Taking advice and suggestions from other people in recovery is one of the most important things that you can do for yourself in terms of finding your strengths.
The truth is, if you only searched out for your strengths using your own thoughts and intuition, you would miss out on opportunities that people around you can pick up on.
I had to trust in my sponsor and trust in my therapist to allow them to push me and nudge me down certain paths. They encouraged me to go back to school, to go back to work, to take on more challenging roles in my career, to start a new business, and so on. If I just went with my own ideas then I would have missed out on so many of those opportunities that I was “nudged towards.” Allow yourself to be nudged and guided a bit in your recovery. It can be scary at times but this is where some of your biggest gains will come from.
Really what you want to figure out is how your best strengths and talents applies to the idea of you serving others in a meaningful way. That is a lot to take in at first, and it is a bit of an overwhelming goal if you only have 3 week sober. So give yourself a break and realize that it will all work out eventually so long as you take advice and suggestions and keep doing what you are supposed to be doing. Nobody expects you to sober up today and become some sort of superstar tomorrow. Recovery and healing takes time, so give yourself a break in this regard. Give yourself time to heal.

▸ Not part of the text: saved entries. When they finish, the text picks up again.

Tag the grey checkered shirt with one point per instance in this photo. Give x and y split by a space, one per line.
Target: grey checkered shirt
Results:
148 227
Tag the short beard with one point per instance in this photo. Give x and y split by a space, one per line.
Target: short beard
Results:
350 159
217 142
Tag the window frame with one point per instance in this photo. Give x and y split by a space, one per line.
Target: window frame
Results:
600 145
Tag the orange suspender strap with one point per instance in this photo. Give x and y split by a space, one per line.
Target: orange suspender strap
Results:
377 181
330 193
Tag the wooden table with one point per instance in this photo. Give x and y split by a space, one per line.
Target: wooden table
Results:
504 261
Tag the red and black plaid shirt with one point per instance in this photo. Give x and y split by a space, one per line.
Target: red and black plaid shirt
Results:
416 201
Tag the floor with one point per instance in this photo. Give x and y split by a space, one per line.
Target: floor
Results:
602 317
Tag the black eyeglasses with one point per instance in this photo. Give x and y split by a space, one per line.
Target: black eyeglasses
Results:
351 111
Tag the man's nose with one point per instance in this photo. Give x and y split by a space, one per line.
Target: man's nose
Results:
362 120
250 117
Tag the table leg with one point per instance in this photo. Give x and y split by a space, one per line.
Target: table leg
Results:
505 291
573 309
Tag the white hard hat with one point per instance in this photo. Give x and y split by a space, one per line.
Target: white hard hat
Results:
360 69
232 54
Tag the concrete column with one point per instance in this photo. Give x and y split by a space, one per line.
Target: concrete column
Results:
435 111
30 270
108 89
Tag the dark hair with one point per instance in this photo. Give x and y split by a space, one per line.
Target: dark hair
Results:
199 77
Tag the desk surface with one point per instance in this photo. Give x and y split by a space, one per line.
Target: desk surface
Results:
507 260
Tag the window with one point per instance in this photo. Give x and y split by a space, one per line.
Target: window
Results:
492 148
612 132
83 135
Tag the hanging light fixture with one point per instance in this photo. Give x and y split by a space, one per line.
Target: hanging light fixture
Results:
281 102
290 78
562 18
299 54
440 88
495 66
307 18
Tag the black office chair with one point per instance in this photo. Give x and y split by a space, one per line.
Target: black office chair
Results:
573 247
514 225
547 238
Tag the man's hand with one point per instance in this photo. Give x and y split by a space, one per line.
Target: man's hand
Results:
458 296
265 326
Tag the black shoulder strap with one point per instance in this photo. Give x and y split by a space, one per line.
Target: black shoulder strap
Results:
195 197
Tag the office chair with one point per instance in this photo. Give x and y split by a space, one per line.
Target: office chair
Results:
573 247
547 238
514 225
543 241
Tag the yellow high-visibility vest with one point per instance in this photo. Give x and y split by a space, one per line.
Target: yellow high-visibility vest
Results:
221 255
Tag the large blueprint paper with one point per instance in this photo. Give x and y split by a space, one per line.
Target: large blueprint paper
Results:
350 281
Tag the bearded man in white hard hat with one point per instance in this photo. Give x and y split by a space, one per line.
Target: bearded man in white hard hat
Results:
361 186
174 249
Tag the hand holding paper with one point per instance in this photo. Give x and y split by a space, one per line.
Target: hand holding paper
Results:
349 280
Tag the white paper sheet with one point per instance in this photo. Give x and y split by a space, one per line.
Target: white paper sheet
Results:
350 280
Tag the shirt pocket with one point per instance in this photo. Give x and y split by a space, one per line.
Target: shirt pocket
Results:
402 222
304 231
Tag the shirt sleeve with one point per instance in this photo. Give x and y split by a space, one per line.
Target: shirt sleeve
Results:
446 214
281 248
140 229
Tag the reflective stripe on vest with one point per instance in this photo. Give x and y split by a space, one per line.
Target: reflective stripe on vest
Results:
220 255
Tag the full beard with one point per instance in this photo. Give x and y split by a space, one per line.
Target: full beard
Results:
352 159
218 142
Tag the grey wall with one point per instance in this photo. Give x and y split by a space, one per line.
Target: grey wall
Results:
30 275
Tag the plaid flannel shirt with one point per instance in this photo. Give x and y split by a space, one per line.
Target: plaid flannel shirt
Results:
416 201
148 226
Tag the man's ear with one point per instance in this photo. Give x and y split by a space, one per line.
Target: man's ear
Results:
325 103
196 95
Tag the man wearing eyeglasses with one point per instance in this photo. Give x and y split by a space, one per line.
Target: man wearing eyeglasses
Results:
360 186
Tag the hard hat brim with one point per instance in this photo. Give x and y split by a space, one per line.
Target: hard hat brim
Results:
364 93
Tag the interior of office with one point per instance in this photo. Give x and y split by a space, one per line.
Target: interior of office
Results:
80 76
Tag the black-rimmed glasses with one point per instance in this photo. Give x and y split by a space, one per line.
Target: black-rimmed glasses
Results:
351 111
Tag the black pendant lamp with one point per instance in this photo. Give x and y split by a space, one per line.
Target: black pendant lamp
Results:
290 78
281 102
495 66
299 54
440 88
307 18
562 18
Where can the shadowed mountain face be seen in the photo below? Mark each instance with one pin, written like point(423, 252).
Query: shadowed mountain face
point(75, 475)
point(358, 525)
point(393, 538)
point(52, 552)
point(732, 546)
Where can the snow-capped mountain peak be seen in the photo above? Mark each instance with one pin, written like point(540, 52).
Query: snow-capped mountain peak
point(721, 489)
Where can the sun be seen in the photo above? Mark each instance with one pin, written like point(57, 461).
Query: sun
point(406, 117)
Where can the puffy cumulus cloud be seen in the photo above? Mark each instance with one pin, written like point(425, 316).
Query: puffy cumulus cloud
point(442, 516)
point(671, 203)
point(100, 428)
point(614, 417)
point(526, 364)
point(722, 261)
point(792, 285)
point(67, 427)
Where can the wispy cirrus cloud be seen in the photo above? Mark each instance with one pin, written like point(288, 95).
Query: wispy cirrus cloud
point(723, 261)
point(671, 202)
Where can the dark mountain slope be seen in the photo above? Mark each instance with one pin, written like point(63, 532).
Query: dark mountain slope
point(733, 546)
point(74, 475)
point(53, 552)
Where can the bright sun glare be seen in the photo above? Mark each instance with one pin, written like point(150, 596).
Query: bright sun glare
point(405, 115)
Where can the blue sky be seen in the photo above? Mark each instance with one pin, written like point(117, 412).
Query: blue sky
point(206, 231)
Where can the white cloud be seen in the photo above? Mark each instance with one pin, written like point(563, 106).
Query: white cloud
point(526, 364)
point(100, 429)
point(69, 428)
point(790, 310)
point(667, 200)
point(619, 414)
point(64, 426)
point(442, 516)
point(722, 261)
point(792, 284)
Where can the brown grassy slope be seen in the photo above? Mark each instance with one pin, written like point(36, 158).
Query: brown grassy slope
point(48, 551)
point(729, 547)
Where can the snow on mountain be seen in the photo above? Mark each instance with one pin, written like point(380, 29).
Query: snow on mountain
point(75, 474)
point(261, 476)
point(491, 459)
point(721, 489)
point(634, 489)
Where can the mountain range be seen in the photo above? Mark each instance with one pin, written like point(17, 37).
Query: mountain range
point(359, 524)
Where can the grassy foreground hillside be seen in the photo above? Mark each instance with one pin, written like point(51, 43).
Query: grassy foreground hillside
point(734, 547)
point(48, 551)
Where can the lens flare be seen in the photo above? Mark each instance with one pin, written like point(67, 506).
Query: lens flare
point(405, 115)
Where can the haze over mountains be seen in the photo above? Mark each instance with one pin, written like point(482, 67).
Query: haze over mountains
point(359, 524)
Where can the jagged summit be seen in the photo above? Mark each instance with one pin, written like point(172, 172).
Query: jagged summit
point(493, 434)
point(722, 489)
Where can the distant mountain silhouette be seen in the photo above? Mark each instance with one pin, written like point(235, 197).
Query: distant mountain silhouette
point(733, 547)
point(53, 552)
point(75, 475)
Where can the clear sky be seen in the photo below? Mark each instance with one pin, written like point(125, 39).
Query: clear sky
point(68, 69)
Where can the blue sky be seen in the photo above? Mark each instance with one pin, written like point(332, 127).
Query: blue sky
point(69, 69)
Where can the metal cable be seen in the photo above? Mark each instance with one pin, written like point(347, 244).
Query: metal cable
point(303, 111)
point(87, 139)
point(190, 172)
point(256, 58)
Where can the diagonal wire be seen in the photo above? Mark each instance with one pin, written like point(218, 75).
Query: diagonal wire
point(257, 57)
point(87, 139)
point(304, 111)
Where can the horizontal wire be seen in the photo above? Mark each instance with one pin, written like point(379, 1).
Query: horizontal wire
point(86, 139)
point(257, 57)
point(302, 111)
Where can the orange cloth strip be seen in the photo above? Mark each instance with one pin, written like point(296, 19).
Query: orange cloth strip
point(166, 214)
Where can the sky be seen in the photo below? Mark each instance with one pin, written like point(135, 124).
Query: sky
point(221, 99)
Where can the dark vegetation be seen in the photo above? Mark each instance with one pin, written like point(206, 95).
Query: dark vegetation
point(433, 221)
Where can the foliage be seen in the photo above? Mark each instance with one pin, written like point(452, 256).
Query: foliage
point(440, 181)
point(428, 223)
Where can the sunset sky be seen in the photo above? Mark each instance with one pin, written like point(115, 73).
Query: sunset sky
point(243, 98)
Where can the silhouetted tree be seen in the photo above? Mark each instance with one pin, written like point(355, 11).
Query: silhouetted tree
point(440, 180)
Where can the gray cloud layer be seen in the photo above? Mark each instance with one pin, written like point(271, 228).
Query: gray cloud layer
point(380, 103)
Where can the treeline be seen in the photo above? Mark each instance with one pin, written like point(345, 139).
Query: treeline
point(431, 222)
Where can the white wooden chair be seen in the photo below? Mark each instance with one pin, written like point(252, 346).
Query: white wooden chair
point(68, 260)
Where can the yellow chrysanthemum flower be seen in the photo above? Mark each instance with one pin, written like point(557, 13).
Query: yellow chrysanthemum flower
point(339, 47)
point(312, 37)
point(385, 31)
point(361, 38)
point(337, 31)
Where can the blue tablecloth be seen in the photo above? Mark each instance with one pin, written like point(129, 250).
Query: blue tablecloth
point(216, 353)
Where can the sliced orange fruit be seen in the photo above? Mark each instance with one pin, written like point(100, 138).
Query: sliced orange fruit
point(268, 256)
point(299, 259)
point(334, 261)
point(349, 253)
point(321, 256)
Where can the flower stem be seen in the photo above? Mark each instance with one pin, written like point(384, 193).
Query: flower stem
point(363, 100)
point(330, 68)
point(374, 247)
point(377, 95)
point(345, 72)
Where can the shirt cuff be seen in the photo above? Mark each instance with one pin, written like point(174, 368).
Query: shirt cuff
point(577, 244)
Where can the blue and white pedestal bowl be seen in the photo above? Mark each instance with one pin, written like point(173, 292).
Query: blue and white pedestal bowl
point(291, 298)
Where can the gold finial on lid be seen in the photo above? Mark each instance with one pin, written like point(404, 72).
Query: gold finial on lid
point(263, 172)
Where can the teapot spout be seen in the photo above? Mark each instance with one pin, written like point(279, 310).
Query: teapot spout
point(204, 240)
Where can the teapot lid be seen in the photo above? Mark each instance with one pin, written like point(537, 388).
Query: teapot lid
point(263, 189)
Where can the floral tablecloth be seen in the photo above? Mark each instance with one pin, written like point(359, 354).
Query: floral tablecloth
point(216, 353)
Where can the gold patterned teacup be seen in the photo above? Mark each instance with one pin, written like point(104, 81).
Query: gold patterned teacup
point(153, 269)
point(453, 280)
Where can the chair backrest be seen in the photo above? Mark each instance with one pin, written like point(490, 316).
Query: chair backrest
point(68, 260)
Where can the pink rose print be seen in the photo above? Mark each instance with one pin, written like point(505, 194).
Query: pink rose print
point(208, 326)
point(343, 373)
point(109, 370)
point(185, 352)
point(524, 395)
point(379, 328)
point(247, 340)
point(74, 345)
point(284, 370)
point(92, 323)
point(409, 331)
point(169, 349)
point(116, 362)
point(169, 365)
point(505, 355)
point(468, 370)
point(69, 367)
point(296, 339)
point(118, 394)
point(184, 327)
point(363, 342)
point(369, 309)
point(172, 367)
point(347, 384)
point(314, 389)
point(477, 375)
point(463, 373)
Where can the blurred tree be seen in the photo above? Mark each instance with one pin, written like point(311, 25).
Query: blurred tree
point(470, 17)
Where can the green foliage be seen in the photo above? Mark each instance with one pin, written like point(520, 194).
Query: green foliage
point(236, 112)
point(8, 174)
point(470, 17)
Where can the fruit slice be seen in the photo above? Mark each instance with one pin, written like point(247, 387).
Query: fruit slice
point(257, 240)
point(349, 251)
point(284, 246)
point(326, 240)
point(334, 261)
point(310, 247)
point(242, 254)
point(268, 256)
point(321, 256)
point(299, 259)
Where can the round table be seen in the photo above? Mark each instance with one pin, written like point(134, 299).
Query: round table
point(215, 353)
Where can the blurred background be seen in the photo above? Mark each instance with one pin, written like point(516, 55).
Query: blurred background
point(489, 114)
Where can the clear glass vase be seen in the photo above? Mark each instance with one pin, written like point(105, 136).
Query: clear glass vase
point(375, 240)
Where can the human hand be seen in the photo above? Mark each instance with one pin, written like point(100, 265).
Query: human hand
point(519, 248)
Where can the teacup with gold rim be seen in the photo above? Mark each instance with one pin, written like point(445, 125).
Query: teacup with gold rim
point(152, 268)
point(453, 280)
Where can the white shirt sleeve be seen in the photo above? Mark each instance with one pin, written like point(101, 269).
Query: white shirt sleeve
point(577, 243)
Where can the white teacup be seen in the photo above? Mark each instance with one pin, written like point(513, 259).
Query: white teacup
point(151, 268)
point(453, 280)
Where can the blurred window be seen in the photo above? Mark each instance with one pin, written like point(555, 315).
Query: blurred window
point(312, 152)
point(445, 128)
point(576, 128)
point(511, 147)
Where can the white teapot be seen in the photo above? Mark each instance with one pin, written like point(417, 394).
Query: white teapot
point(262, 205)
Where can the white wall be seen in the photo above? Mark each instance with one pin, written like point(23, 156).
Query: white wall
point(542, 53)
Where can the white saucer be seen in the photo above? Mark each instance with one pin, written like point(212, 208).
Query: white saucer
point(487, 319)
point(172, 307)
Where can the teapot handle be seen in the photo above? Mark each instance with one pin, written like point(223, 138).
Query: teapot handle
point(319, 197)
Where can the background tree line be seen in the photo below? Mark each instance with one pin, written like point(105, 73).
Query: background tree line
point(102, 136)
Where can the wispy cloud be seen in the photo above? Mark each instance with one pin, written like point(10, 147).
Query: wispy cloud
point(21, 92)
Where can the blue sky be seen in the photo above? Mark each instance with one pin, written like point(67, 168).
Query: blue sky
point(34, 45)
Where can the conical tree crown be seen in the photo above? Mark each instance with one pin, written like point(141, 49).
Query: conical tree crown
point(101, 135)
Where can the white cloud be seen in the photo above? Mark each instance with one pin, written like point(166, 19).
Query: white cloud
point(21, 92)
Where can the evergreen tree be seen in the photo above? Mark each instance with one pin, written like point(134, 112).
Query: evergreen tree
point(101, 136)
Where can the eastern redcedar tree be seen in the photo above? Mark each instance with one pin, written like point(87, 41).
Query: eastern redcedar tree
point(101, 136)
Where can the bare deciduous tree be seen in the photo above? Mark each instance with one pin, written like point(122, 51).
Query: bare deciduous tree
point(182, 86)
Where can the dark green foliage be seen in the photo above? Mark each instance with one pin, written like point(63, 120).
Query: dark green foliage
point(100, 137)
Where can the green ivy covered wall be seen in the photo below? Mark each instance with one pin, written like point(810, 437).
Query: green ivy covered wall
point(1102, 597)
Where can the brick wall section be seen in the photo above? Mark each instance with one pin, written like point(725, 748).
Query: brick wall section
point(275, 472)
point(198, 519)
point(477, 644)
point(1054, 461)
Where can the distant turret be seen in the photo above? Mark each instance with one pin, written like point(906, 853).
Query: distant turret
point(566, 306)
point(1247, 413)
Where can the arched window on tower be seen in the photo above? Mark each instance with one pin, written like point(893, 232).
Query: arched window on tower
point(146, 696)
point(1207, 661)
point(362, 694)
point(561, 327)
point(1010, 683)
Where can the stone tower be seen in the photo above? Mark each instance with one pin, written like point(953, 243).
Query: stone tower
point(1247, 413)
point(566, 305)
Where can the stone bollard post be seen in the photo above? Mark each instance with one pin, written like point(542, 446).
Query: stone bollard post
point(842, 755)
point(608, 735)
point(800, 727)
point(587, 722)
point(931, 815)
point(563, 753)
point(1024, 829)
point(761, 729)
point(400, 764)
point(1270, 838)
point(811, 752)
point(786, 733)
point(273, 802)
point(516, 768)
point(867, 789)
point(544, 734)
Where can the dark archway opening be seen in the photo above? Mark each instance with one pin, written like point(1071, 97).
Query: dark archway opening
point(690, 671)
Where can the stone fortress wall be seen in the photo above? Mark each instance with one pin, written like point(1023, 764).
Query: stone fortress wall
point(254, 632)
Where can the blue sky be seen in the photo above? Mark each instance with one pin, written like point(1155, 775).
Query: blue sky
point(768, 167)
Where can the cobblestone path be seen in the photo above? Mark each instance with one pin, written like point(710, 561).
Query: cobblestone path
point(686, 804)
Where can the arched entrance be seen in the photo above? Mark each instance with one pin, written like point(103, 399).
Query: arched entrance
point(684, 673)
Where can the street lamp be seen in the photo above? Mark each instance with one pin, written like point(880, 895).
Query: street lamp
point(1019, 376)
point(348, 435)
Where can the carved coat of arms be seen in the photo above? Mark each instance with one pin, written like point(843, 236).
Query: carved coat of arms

That said, you still need to do the work, and you still need to push yourself to follow through and take the advice and start diving into positive action. In order to become the person that you are truly supposed to be you are going to have to reinvent yourself a few times over, just as everyone who is on a path of growth in recovery does. While it may be scary and unsettling to always be pushing yourself towards new growth experiences, this is the single best way to stumble on to your strongest path in life and reveal your true talents. Good luck to you on your journey!